Eram pouco mais de 6h30 da manhã quando o capitão Estefan Cruz Contreiras, que era lotado no 18º BPM de Jacarepaguá, na zona oeste do Rio, ia para o trabalho. Ele não chegou. Informações preliminares dão conta de que Contreiras foi rendido por assaltantes e morto.
“Caraca. Meu deus. Eles não vão sossegar agora”, desabafou um morador que, por questões de segurança, prefere não se identificar. De fato, duas horas depois, foi deflagrada operação policial a alguns quilômetros do local da morte, na Cidade de Deus, com o objetivo de buscar os culpados. Um policial do Bope foi ferido e moradores dizem que há outras pessoas feridas e mortas no interior da favela (leia abaixo o relato exclusivo de um morador).

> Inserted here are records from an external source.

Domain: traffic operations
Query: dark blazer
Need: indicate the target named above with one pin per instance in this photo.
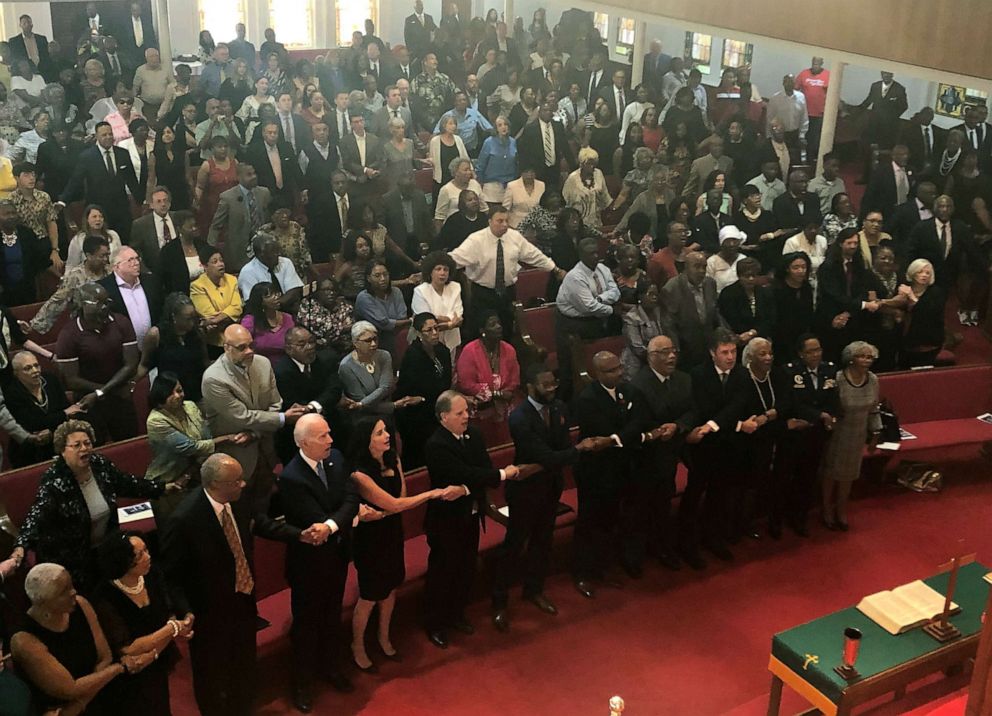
(680, 319)
(295, 386)
(393, 220)
(306, 501)
(454, 462)
(144, 239)
(735, 309)
(599, 415)
(786, 209)
(351, 161)
(881, 194)
(198, 561)
(924, 243)
(92, 182)
(292, 178)
(172, 271)
(660, 403)
(153, 293)
(19, 52)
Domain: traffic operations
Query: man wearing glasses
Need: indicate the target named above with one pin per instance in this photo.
(240, 395)
(97, 356)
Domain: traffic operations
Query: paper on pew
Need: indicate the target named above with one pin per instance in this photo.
(134, 513)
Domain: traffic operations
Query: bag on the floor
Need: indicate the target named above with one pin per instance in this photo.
(920, 477)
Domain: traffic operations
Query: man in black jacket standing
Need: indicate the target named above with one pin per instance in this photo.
(540, 430)
(317, 490)
(603, 413)
(458, 463)
(207, 549)
(664, 416)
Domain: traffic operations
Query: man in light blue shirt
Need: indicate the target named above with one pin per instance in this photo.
(268, 265)
(469, 122)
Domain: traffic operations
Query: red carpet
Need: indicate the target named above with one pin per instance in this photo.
(672, 643)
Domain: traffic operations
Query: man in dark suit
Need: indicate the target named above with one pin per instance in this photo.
(418, 30)
(146, 303)
(276, 164)
(540, 428)
(886, 101)
(33, 48)
(813, 384)
(407, 216)
(151, 232)
(891, 184)
(533, 146)
(797, 208)
(690, 310)
(603, 412)
(364, 166)
(459, 465)
(137, 35)
(718, 386)
(307, 377)
(664, 415)
(207, 550)
(317, 490)
(101, 176)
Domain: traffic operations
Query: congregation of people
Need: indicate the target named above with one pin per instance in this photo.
(307, 273)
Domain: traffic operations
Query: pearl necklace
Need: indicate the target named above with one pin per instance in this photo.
(133, 591)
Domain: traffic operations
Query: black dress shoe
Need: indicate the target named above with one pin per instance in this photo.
(543, 603)
(339, 682)
(438, 638)
(694, 559)
(303, 700)
(585, 589)
(501, 621)
(670, 560)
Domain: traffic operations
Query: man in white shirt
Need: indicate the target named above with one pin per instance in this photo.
(491, 260)
(789, 106)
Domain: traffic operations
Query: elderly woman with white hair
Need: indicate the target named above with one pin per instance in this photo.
(858, 422)
(62, 651)
(585, 189)
(367, 375)
(923, 326)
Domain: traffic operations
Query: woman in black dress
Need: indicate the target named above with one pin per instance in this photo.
(426, 372)
(175, 345)
(378, 539)
(137, 618)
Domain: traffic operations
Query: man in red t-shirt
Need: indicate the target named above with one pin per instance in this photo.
(813, 83)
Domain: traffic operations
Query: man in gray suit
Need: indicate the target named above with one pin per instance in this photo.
(392, 109)
(690, 310)
(153, 231)
(241, 211)
(240, 397)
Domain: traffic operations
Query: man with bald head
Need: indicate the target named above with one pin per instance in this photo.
(316, 490)
(664, 416)
(603, 412)
(240, 395)
(207, 551)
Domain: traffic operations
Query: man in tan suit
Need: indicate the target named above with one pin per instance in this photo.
(240, 397)
(241, 211)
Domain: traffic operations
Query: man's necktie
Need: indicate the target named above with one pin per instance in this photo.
(549, 154)
(499, 282)
(243, 582)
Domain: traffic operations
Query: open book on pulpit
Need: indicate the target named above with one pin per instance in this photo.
(903, 608)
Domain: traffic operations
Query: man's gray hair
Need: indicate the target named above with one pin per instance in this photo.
(444, 401)
(39, 585)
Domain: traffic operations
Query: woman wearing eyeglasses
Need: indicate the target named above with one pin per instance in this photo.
(76, 505)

Após a morte de um policial em serviço, a probabilidade de um civil perder a vida em meio a uma ação policial no mesmo local aumenta em 1.150% no mesmo dia; em 350% no dia seguinte; e em 125% entre cinco e sete dias mais tarde.

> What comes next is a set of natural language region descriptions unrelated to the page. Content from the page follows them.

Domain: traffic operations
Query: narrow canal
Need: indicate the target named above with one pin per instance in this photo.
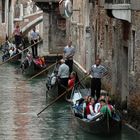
(20, 101)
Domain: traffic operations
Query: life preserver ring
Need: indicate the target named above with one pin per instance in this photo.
(65, 7)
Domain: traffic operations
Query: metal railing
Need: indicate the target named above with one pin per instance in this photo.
(118, 1)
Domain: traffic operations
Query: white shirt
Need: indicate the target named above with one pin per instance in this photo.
(63, 71)
(34, 35)
(97, 107)
(69, 51)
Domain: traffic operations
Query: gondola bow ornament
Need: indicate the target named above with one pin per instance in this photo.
(65, 7)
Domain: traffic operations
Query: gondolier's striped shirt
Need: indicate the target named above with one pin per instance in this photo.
(98, 71)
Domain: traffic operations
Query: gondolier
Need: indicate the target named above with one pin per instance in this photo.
(34, 39)
(63, 76)
(97, 71)
(69, 52)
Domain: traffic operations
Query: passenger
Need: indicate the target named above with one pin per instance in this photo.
(12, 51)
(84, 106)
(105, 108)
(71, 81)
(108, 101)
(89, 108)
(98, 104)
(63, 76)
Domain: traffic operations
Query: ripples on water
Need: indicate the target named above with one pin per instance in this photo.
(20, 102)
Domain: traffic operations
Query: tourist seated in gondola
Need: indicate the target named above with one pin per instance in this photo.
(97, 106)
(27, 61)
(39, 61)
(71, 81)
(90, 109)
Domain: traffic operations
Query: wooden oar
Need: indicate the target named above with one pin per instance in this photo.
(61, 95)
(19, 53)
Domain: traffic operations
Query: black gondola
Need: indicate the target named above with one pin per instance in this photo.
(102, 124)
(33, 68)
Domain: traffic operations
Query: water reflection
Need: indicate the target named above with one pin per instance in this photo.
(20, 102)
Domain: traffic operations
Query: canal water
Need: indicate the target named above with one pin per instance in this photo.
(21, 100)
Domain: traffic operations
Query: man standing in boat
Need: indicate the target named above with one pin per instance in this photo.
(34, 39)
(63, 76)
(69, 52)
(97, 72)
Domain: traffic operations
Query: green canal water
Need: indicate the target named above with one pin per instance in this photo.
(21, 100)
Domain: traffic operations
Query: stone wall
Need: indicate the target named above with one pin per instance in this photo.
(111, 40)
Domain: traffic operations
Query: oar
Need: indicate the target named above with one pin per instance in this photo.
(42, 71)
(61, 95)
(19, 53)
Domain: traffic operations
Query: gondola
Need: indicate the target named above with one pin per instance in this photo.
(54, 89)
(16, 59)
(102, 124)
(34, 68)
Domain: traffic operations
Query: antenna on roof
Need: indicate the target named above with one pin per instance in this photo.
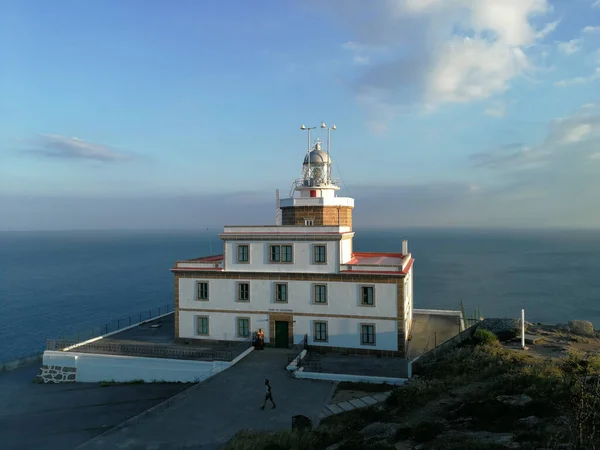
(277, 209)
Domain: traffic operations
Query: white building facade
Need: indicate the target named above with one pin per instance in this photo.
(299, 278)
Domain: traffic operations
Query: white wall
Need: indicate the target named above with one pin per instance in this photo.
(345, 250)
(222, 326)
(302, 257)
(346, 332)
(93, 368)
(343, 297)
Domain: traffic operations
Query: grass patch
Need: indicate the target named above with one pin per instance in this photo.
(120, 383)
(364, 387)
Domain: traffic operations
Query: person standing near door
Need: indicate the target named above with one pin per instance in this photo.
(268, 395)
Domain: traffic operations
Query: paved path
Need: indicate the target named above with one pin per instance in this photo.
(363, 402)
(430, 329)
(61, 416)
(209, 416)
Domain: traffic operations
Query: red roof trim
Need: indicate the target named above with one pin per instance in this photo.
(196, 269)
(288, 234)
(214, 258)
(408, 265)
(374, 272)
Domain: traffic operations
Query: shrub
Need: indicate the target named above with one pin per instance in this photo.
(482, 336)
(415, 393)
(429, 430)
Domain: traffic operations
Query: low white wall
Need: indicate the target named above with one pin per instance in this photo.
(439, 312)
(120, 330)
(300, 373)
(93, 368)
(294, 364)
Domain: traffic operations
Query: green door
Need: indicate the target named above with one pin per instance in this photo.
(281, 334)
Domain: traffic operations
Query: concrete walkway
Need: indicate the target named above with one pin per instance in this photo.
(363, 402)
(62, 416)
(210, 415)
(429, 330)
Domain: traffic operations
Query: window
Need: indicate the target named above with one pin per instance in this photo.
(320, 293)
(202, 290)
(243, 292)
(320, 254)
(281, 292)
(280, 253)
(202, 325)
(243, 327)
(367, 334)
(320, 332)
(243, 253)
(367, 295)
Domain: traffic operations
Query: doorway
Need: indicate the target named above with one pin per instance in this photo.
(281, 334)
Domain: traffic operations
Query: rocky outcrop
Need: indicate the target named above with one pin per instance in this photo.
(505, 329)
(380, 430)
(582, 328)
(514, 400)
(57, 374)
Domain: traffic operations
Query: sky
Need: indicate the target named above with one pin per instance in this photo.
(156, 114)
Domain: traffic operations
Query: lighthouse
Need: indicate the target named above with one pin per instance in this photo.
(313, 200)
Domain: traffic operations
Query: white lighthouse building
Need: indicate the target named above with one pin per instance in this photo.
(300, 277)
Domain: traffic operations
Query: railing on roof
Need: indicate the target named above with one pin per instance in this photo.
(109, 327)
(301, 182)
(199, 264)
(371, 267)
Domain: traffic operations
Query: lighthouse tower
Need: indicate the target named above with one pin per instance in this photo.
(313, 200)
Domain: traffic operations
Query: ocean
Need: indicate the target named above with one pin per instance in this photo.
(54, 284)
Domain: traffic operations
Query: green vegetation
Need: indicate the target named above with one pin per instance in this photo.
(118, 383)
(363, 387)
(479, 396)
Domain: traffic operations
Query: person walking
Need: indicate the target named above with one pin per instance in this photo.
(268, 395)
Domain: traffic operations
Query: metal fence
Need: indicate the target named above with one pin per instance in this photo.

Foi o que revelou a pesquisa “Medindo Forças: a vitimização policial no Rio de Janeiro”, de Terine Husek, que avaliou microdados do Instituto de Segurança Pública sobre autos de resistência e homicídios e informações sobre vitimização policial da própria Polícia Militar no período entre janeiro de 2010 e dezembro de 2015.

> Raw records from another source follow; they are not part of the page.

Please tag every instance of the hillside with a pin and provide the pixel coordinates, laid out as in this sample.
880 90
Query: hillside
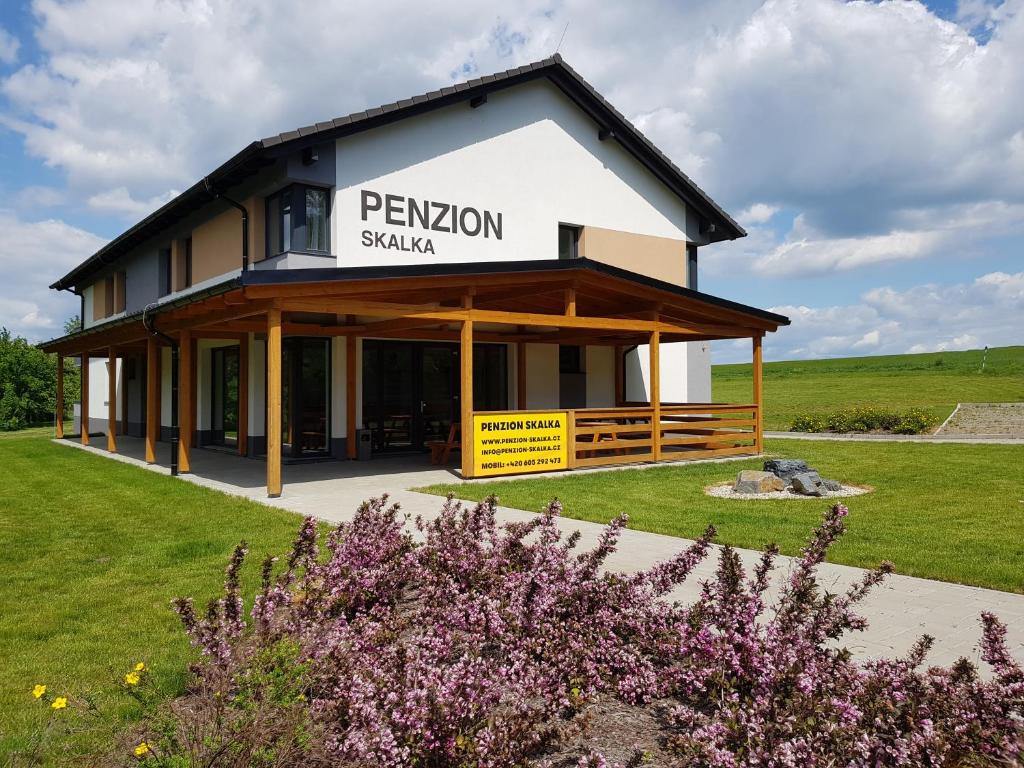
935 381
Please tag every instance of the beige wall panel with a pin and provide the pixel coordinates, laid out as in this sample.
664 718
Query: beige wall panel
217 246
99 299
662 258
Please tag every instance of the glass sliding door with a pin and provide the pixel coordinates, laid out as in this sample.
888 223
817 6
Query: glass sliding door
224 396
305 396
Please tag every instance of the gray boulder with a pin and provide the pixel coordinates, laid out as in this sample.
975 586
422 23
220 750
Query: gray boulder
808 483
786 468
753 481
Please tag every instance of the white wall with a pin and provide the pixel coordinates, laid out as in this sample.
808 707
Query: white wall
529 154
685 372
600 368
542 376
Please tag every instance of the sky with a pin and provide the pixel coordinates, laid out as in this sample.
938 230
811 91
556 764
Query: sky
873 151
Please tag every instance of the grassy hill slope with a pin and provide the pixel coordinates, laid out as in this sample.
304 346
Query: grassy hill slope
935 381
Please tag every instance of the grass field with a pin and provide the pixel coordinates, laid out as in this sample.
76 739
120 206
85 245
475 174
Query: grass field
940 511
936 382
93 551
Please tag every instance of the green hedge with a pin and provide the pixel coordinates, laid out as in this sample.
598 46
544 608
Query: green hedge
911 421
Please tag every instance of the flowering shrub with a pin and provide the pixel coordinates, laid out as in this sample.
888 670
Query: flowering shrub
487 645
863 419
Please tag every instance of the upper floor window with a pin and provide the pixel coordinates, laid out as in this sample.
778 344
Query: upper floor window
297 219
568 242
691 267
165 270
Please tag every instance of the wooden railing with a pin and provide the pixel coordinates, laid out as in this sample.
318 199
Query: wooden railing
685 431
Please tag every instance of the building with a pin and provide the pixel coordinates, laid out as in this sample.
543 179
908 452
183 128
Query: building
506 264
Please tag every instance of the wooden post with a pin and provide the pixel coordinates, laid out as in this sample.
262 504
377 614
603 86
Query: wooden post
85 398
520 375
152 398
759 420
655 394
620 377
243 431
273 402
58 406
466 390
112 399
186 381
351 450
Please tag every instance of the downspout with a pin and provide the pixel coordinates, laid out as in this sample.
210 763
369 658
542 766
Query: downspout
245 219
147 324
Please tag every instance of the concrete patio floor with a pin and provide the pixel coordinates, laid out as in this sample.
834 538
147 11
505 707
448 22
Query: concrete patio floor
898 612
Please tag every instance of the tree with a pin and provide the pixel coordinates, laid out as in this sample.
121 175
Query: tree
28 383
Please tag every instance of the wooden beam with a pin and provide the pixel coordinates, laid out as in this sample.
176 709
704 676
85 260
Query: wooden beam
351 371
655 394
58 406
153 351
273 375
85 398
185 383
112 400
759 396
466 390
243 430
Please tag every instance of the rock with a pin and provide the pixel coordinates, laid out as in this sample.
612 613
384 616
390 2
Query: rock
753 481
808 483
786 468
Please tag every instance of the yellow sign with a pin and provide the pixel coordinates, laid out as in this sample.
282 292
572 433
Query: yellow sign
509 443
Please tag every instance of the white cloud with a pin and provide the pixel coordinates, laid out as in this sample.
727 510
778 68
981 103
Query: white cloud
32 255
927 317
8 47
759 213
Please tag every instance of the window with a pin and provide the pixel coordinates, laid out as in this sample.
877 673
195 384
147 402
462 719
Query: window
120 288
569 359
568 242
691 267
298 220
165 270
109 296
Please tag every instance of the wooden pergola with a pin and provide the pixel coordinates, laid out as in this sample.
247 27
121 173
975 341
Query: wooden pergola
574 302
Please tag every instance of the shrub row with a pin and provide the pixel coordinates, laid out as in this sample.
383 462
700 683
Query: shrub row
865 419
488 645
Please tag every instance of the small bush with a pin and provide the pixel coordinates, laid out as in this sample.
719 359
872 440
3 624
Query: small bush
865 419
491 645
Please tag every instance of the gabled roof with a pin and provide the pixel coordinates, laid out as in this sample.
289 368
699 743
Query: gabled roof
608 121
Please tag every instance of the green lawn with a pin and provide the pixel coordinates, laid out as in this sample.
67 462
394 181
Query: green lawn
935 382
940 511
93 550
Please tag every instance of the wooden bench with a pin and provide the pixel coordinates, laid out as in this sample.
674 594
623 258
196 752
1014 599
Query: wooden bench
440 451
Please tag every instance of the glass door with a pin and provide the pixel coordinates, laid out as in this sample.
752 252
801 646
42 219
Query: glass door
224 397
305 396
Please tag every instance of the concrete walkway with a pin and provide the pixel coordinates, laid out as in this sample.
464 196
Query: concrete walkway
866 437
898 612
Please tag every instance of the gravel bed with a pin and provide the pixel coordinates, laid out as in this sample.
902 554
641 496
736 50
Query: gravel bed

Nascido e criado na Cidade de Deus, Lucas* já viu outras operações como esta ao longo de seus 20 anos. Ele as chama de “Operação Vingança”. O mandamento “a cada um nosso, morrem dez” se cumpre sempre. E é sobre isso que ele escreveu para o The Intercept Brasil:
Um capitão da PM lotado no 18º Batalhão foi morto na Estrada do Capenha por volta das 7 horas da manhã após uma tentativa de assalto. A tragédia que culminou na morte do oficial, porém, era o prenúncio de uma ainda maior que viria a se desenrolar por conta da política de vingança que permeia a corporação – o famigerado “a cada um nosso, morrem dez”.
A Cidade de Deus, na Zona Oeste, foi escolhida para o palco da vingança estilo faroeste por ser a favela mais próxima ao ocorrido. Pouco antes das 9 horas, centenas de soldados do Bope chegaram à comunidade bradando “É guerra! É guerra!”. Nesse ponto, a agitação e o medo já dominavam a comunidade. As pessoas, entendendo o que estava por vir, corriam para se proteger.
Dito e feito: começa a incursão, e o caos se espalha. Os serviços públicos (escolas, creches, colégios, etc.) são cancelados, o comércio fecha, as principais vias são interrompidas (incluindo a Linha Amarela e a Grajaú-Jacarepaguá). Em pouco mais de uma hora de operação já havia um corpo favelado no chão e relatos de diversos abusos por parte dos agentes do Estado.
Agora, com quase quatro horas de operação, o saldo é assombroso: três mortos, dois feridos (incluindo um policial), ruas desertas, relatos de abusos vindos de todas as partes, crianças do turno da manhã presas nas escolas, mães chorando de medo. Cenas traumatizantes.
É assustador. Se você está na rua, a solução é correr para o lugar mais próximo e deitar no chão, e ir entrando na casa de quem quer que seja para se proteger. Em casa, é ficar no cômodo mais distante da porta e torcer para a polícia não entrar. Tem uma vizinha com crianças e elas costumam chorar – fica ainda mais angustiante.
Já perdi pessoas que cresceram comigo em situações como esta…
A reportagem entrou em contato com a PMERJ para pedir comentário e atualizará este post se tiver reposta.
* Lucas é o nome fictício de um morador da Cidade de Deus que preferiu não se identificar por questões de segurança. Nasceu e cresceu no bairro.